Genomic characteristics. a. List of top mutated genes. b. top mutated genes in main cancers. c. Tumor mutational burden value across tumor type. d. relation between Tumor mutational burden and alterations in DNA repair pathways. e. List of constitutional alterations in actionable genes. (d,e: Lines represent median and interquartile ranges); for panel d * mean p value< 0.05 (Mann-Whitney test).
Among the 5 main cancers, TP53 mutations were the most prevalent: 52.9% of patients in colorectal cancer, 49.2% of patients in pancreatic cancer, 48.6% of patients with ovarian cancer, 35.9% of patients with breast cancer, and 33.3% of patients with NSCLC. TP53 mutations coding consequences were mainly missense variants (68%) and frameshift variants (16%).

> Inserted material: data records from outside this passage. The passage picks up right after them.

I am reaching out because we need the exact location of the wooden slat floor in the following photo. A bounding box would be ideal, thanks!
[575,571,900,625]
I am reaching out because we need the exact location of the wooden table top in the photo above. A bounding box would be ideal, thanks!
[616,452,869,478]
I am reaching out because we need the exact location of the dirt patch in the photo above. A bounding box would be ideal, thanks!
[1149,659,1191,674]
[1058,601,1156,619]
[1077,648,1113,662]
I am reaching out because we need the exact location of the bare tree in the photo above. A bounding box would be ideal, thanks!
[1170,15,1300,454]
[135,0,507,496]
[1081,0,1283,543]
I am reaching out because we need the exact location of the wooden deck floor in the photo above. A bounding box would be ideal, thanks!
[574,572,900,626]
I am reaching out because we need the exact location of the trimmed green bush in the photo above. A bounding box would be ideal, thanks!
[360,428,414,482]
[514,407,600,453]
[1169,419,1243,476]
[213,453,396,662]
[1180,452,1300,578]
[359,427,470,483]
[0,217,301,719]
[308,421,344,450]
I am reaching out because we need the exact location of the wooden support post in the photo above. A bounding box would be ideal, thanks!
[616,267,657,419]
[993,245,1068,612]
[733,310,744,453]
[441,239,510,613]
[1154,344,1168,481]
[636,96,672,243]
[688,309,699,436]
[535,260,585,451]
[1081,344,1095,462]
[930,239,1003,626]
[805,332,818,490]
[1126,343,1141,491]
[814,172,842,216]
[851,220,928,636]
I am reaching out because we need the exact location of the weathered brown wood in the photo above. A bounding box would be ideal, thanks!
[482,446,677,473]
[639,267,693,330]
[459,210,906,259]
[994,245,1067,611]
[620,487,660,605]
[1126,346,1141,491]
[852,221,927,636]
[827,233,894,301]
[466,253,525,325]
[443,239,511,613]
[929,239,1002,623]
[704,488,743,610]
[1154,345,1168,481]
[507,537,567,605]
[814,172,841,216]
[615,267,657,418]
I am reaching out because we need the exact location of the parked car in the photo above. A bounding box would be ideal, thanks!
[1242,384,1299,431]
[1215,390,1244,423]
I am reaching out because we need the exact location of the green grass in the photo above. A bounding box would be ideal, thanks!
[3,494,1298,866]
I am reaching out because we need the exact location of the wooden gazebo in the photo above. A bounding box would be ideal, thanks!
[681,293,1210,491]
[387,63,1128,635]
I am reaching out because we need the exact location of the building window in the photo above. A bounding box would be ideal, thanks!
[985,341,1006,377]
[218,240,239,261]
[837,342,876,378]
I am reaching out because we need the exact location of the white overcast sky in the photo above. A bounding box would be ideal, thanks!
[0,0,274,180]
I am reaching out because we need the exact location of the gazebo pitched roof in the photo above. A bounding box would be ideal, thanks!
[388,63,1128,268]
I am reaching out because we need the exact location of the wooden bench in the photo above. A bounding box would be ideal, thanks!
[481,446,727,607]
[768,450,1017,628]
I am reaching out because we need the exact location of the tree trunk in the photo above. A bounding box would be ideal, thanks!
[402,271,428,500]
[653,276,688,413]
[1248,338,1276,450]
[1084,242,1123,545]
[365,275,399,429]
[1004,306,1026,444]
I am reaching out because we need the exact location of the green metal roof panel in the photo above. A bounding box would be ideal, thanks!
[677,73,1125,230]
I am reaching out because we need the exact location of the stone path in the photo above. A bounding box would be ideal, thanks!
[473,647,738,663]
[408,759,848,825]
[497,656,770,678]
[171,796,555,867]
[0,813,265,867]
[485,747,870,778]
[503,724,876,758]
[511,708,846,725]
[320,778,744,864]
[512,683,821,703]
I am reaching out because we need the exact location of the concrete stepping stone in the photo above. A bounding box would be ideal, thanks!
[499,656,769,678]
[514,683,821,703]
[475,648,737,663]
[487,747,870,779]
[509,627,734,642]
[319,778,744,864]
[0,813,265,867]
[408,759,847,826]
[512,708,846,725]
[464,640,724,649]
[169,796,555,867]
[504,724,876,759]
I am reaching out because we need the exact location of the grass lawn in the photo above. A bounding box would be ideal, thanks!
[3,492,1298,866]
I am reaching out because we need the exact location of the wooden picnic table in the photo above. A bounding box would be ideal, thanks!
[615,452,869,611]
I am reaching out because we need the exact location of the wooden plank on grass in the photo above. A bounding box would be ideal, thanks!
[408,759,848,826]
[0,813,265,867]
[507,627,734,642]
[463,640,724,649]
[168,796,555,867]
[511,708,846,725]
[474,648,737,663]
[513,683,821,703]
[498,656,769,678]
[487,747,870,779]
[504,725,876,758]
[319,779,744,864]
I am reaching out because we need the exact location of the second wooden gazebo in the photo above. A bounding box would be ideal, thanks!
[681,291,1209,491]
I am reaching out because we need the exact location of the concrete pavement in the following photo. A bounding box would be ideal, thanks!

KRAS mutations were the second most prevalent: 50.8% of patients with pancreatic cancer, 44.3% of patients with colorectal cancer and 23.3% of patients of NSCLC. KRAS mutations coding consequences were mainly missense variants (99%).
The third most prevalent mutations were PIK3CA mutations, present for 24.3% of patients with breast cancer and 13.5% for patients with ovarian cancer (Fig. 2b). PIK3CA mutations coding consequences were mainly missense variants (94%).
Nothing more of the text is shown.